Thursday, August 15, 2013

Cut Slippers

I bent down to take a battery cap – those blue plastic rings that people pull off of Chinese-made double D batteries – from the ground. Those battery caps are easy to find, particularly in the wet season when rain sweeps them across the sandy ground. Children gather them and tie them together on pieces of string to make rattles or jingling bracelets. The battery caps are also useful for mending broken flip-flops, or slippers, as they’re called in Sierra Leone.
My slippers were worn thin, the soles too flat and the strap that fits between your toes threatening to pull loose, or ‘cut’. I fixed the battery cap around the bottom of this strap so that it wouldn’t break away from the sole of the shoe. People may call slippers ‘toilet shoes,’ but they will still go through great lengths to preserve them. Even my slippers that had been mended with battery caps were not to be thrown away.
“Yu no de gimme da wan de?” someone asked if I wouldn’t give him my old slippers, seeing the new ones I had just purchased in the market. I was skeptical, wondering if he really wanted the old mended slippers, but he thanked me happily when I handed them over.
Normally, when slippers cut, you can slip the torn strap back through the worn out sole and continue to “manage” them, as they would say here. However, there are times when the strap severs completely and they cannot be repaired easily. In such instances, the only option is walking home barefoot. Once, as I walked to the Old Town junction to retrieve my cell phone from the charging station, the rubber stopper on the end of my sandal snapped off, thus rendering it damaged beyond the battery-cap-repair method. I was conscious that Sierra Leoneans believe it is shameful to walk barefoot, but I didn’t really care as I continued the last few steps to the junction.

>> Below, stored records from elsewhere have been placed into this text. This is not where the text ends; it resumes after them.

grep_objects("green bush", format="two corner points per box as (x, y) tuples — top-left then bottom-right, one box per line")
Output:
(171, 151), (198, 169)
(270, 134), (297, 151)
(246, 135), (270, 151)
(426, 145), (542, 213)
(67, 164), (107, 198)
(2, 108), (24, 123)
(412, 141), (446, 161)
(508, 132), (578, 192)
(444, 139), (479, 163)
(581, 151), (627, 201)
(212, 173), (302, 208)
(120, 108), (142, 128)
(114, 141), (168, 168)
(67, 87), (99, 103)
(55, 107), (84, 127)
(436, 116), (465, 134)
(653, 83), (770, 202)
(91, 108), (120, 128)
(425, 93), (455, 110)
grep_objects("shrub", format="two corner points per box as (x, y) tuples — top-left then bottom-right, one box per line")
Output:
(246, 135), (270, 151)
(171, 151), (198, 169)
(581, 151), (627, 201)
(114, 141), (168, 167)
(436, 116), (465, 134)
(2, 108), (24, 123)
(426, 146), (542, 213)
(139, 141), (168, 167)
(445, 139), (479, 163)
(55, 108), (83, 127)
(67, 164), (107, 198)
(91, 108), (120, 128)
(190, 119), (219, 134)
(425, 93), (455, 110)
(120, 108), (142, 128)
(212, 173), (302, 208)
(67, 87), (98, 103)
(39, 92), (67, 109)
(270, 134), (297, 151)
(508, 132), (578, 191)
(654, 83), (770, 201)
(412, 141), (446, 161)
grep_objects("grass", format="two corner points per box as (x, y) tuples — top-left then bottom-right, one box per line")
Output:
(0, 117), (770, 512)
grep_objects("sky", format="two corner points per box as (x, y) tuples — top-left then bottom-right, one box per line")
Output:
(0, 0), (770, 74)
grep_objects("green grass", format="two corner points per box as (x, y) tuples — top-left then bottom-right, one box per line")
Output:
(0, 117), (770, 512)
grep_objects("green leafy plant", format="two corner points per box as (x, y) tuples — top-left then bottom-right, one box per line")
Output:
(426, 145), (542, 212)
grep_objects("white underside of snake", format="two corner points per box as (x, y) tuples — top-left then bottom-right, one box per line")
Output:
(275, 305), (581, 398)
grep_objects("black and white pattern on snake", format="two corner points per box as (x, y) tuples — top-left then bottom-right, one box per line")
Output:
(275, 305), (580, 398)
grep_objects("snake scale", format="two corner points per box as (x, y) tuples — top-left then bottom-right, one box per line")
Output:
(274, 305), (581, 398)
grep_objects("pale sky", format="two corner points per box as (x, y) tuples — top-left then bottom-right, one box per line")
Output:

Two of my students, however, happened to have witnessed the breaking of my slipper. Abu Sedik pulled off his own slippers and told me to take them. He said he would go home with the broken ones. “No, no!” I tried to protest, but Abubakar Bockarie gave me a horrified look and informed me the ground was cold from the rain. Clearly walking across cold ground with bare feet is dangerous to your health and highly unadvised. . . What could I have been thinking?